Memory leaks with stream errors

I have a situation whereby an incompatible version of a client and server may attempt to communicate. The client calls a function on the server which returns a Struct, but the server and client versions of this struct are different.

This results in stream errors from the RO framework, which is fair enough, but I’m unable to trap the memory leaks that result. I can put an exception handler around the remote call to trap the exception but, due to the stream errors, no struct is ever passed back to my code so there’s nothing for me to free.

Is there any way I can deal with this scenario more cleanly and fix the memory leaks?

ca you specify a bit more details, like versions of SDK that were used for building client and server, etc?

I’m using 8.0.83.1137 across the board with Delphi XE6.

can you create a simplle testcase that demonstrates this problem, pls?
it will help us to provide correct solution for you.

Will do when I get a chance. I’ve actually worked around the problem for now by using my own version control between the client and server to ensure incompatible versions can’t talk to each other in the first place :slight_smile:

for avoiding such cases, you can implement a new method like GetServerVersion or pass some basic classes, say descendards of TROComplexType as parameters of your methods
also usage of TROSOAPMessage can help to avoid some problems with incompatibility

Just implement a “version” method in your service that returns a value (such as “2.3.1”). That way your client can know if it deals with an incompatible server or not.

I always increment the “major version” if a method has breaking changes, the “minor version” when just new methods are added and the “build number” for everything else.

Clients should refuse a connection to a server with a higher “major version”. If they’re confronted with an older server, they must know the limitations of that protocol version.

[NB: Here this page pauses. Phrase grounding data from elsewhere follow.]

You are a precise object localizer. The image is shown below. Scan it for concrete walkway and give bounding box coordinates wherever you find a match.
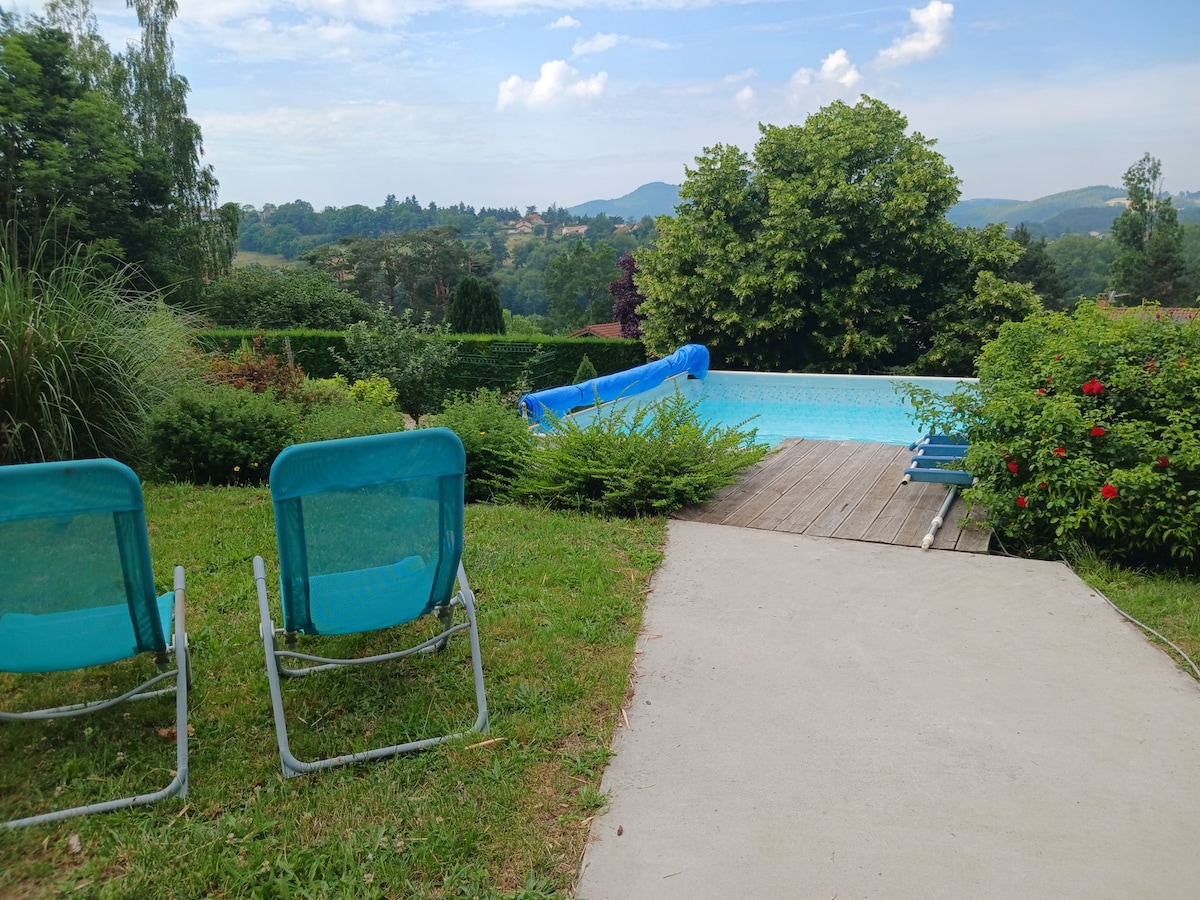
[575,521,1200,899]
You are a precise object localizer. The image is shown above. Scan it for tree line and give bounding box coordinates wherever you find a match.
[0,0,237,307]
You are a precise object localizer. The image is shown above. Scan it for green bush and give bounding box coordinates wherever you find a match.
[292,401,406,444]
[147,384,296,485]
[337,308,460,423]
[1,239,193,465]
[426,389,534,502]
[517,389,769,517]
[573,354,599,384]
[906,301,1200,563]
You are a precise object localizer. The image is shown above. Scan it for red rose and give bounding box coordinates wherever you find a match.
[1007,461,1019,474]
[1081,378,1105,396]
[1158,456,1170,468]
[1016,496,1027,508]
[1101,483,1119,500]
[1090,427,1106,437]
[1039,482,1047,489]
[1053,446,1066,457]
[1037,388,1046,395]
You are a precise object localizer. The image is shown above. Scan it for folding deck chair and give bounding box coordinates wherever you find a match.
[0,459,189,829]
[252,428,488,778]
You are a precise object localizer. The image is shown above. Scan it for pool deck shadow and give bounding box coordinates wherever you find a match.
[675,438,991,553]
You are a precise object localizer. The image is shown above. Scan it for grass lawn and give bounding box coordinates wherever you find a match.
[0,485,666,899]
[1072,552,1200,681]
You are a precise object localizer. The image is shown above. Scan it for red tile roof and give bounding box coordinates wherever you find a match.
[568,322,625,338]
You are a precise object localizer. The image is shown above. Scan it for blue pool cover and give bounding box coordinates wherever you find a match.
[518,344,709,425]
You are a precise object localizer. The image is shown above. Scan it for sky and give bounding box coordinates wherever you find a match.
[10,0,1200,212]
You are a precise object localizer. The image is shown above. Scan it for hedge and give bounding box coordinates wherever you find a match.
[194,330,647,392]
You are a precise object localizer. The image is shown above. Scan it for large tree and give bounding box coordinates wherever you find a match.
[0,1,236,304]
[1109,153,1190,304]
[543,238,621,333]
[635,97,1027,374]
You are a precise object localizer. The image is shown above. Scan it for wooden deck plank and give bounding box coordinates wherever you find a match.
[720,440,844,528]
[892,482,958,548]
[807,443,911,538]
[747,441,869,531]
[954,497,993,553]
[677,439,992,553]
[833,447,913,541]
[676,439,812,523]
[775,442,898,535]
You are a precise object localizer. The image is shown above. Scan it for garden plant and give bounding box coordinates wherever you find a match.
[907,301,1200,565]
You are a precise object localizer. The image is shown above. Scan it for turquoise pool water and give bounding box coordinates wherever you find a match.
[564,371,971,446]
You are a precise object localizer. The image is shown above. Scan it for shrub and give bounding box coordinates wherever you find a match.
[292,401,406,444]
[201,265,371,330]
[517,389,769,517]
[205,335,305,399]
[0,239,193,465]
[573,354,599,384]
[146,385,295,485]
[426,389,534,502]
[347,375,398,407]
[337,308,460,423]
[905,301,1200,563]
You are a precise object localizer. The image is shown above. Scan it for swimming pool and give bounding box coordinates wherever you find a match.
[562,371,972,446]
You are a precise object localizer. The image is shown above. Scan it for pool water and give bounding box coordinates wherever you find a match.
[565,371,971,446]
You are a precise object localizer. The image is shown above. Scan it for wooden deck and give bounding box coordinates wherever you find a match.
[675,439,992,553]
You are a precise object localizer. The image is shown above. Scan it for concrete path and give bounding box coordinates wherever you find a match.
[575,521,1200,899]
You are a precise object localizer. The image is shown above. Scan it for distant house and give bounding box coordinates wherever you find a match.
[569,322,625,339]
[614,223,638,233]
[1098,298,1199,322]
[561,224,589,237]
[508,220,534,235]
[526,213,546,226]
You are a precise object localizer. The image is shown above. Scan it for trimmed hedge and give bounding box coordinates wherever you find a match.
[194,330,647,391]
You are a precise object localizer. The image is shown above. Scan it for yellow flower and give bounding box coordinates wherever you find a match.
[234,466,241,472]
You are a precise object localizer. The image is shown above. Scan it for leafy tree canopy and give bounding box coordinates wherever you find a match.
[0,1,236,306]
[634,96,1028,375]
[1110,153,1190,304]
[446,274,505,335]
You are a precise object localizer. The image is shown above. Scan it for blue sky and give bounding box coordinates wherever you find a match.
[13,1,1200,212]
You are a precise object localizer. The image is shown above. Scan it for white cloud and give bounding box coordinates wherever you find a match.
[549,15,581,29]
[735,85,756,109]
[876,1,954,68]
[574,33,622,55]
[820,49,860,87]
[572,32,670,56]
[788,47,860,101]
[496,60,608,110]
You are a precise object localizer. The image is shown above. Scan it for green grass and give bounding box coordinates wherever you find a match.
[1072,551,1200,680]
[233,251,294,269]
[0,487,665,898]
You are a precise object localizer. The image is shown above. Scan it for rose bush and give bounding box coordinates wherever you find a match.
[906,301,1200,563]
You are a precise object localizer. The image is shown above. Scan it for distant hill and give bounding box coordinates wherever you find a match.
[947,186,1127,230]
[567,182,680,220]
[572,181,1200,237]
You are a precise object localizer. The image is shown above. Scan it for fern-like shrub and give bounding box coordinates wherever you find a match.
[517,389,769,517]
[427,389,533,503]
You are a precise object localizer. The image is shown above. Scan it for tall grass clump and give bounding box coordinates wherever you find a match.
[0,234,192,465]
[519,389,769,517]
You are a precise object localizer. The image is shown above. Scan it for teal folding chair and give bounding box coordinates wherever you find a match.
[0,459,189,829]
[252,428,488,777]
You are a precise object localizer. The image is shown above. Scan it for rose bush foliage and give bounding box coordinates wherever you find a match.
[907,301,1200,563]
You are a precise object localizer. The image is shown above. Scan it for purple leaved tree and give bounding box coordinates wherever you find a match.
[609,253,645,338]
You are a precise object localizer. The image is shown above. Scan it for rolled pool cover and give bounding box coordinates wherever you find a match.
[518,344,709,425]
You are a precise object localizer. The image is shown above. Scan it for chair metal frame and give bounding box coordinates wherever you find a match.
[252,430,488,778]
[1,460,190,829]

That’s exactly what I’ve done :smile:

I already had a versioning system in place to ensure client/server compatibility, the issue was that the first contact a client had with the server was via a function which returned a struct containing basic server information, including the version number, which the client could then check.

Of course if this structure changes between versions then I’m in a catch-22 situation - the client will fail when calling the function. So I’ve done exactly what you suggested and added a simple function which returns the server version only as a basic integer type and which I’ll never change in future versions, so the client can always rely on that call succeeding regardless of version and will not communicate further if there’s a mismatch.

I use Hydra autoupdate service and works perfect, auto update the client app every time.